東京公演を現地で2回観ただけ&一週間以上経っている為、細部がふにゃふにゃの状態で書いています。作品単体の記事書くのってどれぐらいぶりだ……?基本めんどくさいのと伏せったーに残してあるからこっちでは全然書いてないですね。

公演ポスターのデザインの意図はパンフレットで言及されていました

言式第3回公演「んもれ」お疲れ様でした。1回目が土曜マチネAブロック、2回目は悩みに悩んで大楽の当引きを握りしめてCブロックで観てきました。開幕するまで囲み舞台なの知らなくて(ちゃんと宣伝してました??)、言ってくれたらもっとチケット取ってたのに!てゴロンゴロンしてました。個人的に、囲み舞台に憧れがあったので……言ってよぉお!!!いざ入ってみたらやっぱりたのしかったよ〜〜〜!!!

 

1回目の観劇後、TLに出せない感想を友達にぶつけて……もとい一旦”とある確認”を取ってみたところ、ありがたいことに20分後には「気になりすぎるからチケット買った(※事後報告)」と言ってくれたので、結局ついていくことにしました。「最初に見た景色を上書きするのはもったいないかも」と思って躊躇ってたんだけどね。持つべきはフッ軽のともだちだね。結果的に2回観ておいて良かったなと思います。配信を買ってくれたフォロワーもありがとうね……いつも騒がしくてすまんね……

各回で全て違うデザインの来場特典。こゆの嬉しい!

 



 

 

 

 

ここからネタバレをするよ〜〜〜

 

 

 

 

 

 

 

前述した“とある確認”とは、これのことなんですけど。

直球のネタバレをいきなり投げても怒らない友達です

いえ、あの、決して、そういう性癖があるとかないとかではなく、観たいか観たくないかで言えばどう思う?という感じで聞きたかったんです。信じてください。ちなみに「絶対観たいやつです」と元気のいいお返事をもらいました。
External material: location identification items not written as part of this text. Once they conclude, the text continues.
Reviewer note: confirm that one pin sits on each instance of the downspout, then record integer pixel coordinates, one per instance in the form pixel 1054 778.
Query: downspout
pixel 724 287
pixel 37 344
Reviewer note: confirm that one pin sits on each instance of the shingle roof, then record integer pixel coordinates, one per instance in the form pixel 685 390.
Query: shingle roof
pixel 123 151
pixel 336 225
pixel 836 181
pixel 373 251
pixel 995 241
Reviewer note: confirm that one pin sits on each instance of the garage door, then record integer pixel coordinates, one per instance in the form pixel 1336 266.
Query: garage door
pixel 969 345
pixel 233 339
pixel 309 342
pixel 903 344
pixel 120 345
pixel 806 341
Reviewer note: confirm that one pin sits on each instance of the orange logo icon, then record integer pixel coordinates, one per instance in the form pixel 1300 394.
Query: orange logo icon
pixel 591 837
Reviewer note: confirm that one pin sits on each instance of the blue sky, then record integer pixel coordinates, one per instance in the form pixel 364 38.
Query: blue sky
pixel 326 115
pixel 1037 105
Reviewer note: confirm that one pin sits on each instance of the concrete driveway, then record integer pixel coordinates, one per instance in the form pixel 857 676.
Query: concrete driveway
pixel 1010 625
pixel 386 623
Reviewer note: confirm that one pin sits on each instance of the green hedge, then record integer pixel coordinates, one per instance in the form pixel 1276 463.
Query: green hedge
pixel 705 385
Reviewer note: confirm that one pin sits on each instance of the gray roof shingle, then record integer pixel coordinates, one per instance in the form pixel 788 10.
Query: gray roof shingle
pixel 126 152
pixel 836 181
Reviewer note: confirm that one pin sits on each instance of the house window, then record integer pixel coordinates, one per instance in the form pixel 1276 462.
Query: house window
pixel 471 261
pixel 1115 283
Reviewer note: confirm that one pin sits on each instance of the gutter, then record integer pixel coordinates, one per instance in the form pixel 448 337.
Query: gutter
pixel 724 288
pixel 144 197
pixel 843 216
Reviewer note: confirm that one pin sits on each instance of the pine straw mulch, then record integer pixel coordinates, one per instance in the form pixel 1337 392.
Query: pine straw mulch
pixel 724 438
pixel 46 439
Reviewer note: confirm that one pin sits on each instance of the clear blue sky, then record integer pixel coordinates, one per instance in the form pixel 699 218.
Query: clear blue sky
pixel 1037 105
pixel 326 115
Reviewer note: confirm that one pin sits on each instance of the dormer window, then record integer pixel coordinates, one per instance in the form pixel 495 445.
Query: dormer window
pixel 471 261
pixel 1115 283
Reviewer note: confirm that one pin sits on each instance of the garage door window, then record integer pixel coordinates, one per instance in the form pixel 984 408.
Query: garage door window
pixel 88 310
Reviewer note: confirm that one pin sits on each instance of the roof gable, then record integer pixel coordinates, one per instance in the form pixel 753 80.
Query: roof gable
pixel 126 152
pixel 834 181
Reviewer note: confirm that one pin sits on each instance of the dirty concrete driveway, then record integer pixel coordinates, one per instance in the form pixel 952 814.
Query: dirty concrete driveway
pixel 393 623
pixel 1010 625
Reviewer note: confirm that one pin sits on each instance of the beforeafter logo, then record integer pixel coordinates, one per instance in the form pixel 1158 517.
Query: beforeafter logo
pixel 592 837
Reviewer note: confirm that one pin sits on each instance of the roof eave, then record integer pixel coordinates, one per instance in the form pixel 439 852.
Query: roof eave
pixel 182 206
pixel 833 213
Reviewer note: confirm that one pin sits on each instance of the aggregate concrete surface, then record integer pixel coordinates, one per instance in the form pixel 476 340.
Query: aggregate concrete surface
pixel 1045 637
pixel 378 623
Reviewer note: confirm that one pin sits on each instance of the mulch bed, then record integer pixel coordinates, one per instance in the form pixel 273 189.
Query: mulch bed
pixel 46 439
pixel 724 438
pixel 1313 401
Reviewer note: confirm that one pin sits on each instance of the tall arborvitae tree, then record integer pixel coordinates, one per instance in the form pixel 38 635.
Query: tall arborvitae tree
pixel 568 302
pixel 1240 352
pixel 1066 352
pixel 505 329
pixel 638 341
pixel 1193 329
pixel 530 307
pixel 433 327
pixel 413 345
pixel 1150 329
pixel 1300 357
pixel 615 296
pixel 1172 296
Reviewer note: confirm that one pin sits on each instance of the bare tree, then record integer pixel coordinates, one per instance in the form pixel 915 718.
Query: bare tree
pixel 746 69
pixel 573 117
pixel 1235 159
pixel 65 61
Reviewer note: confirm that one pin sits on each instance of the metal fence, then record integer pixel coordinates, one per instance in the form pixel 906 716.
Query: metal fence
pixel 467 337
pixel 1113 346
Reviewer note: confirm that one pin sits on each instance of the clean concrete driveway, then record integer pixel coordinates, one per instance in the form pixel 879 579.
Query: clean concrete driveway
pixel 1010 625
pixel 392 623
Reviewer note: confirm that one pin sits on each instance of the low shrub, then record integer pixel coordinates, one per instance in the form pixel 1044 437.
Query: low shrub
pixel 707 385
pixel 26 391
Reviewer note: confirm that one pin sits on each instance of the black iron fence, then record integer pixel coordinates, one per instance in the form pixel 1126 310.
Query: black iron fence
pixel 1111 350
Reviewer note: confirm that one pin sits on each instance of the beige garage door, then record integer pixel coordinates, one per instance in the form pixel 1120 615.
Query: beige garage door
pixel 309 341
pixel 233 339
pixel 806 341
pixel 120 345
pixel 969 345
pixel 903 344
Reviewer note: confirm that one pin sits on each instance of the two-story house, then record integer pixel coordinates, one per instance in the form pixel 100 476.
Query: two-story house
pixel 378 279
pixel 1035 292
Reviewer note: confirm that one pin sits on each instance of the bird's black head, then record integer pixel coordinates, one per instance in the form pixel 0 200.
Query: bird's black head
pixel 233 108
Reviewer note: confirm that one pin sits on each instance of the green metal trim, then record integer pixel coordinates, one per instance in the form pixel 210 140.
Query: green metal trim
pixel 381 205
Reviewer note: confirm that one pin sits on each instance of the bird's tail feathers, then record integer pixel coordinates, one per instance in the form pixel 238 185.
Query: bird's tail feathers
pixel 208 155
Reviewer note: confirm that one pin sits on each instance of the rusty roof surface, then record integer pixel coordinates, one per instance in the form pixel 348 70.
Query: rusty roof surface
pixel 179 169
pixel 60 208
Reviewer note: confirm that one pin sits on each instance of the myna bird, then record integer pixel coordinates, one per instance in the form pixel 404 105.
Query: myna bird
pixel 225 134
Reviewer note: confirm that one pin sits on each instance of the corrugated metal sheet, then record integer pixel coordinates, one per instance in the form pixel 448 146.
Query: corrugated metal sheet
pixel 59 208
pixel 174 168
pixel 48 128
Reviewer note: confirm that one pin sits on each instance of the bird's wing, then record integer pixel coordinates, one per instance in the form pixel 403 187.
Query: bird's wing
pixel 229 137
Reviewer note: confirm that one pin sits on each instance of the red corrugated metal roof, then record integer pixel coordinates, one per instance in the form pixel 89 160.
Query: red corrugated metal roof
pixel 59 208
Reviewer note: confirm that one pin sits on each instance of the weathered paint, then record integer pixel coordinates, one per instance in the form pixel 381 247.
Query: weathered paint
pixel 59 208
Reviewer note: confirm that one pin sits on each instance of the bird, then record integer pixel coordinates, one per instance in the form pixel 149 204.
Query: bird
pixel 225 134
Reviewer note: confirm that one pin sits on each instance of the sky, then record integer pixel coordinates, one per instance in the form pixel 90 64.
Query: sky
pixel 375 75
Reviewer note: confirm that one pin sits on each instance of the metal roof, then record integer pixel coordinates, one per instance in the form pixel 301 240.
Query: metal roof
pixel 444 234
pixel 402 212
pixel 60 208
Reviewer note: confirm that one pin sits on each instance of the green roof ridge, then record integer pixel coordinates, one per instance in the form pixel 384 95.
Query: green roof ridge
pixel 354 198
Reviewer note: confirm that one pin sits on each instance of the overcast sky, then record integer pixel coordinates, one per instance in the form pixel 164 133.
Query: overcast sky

だよねえ〜!

 

とはいえオチも大オチな演出のために、宣伝はしたいがネタバレはしたくないという状況に陥り、しかも当日券も余裕で出ている状況だったので、悔しくて独りで転げ回っていました。もったいなさすぎるだろ。

 

今年は推しの20周年や推しの活休予告で忙しく、演劇よりライブがメインの年だったこともあり、「観れて良かった!」というお芝居には出会えていなくて……まさかここにきて、梅津瑞樹先生にひれ伏す羽目になるとは思っていませんでした。本当にありがとうございました。

 

なんていうか久々に「演劇って自由だな」を実感できて、嬉しかった。だってまさか「演劇って物理的に人を埋めていいメディアだったんだ!?」ってなるとは思わなくて。まぁ私の嗜好範囲が狭すぎて今まで出会ってなかっただけかもしれないんですけど……こういう気を衒ったアプローチが可能なのもこのユニットならではで、とっっっても好感が持てます。全体的に大満足の演出だった。いやーめちゃくちゃ良かった……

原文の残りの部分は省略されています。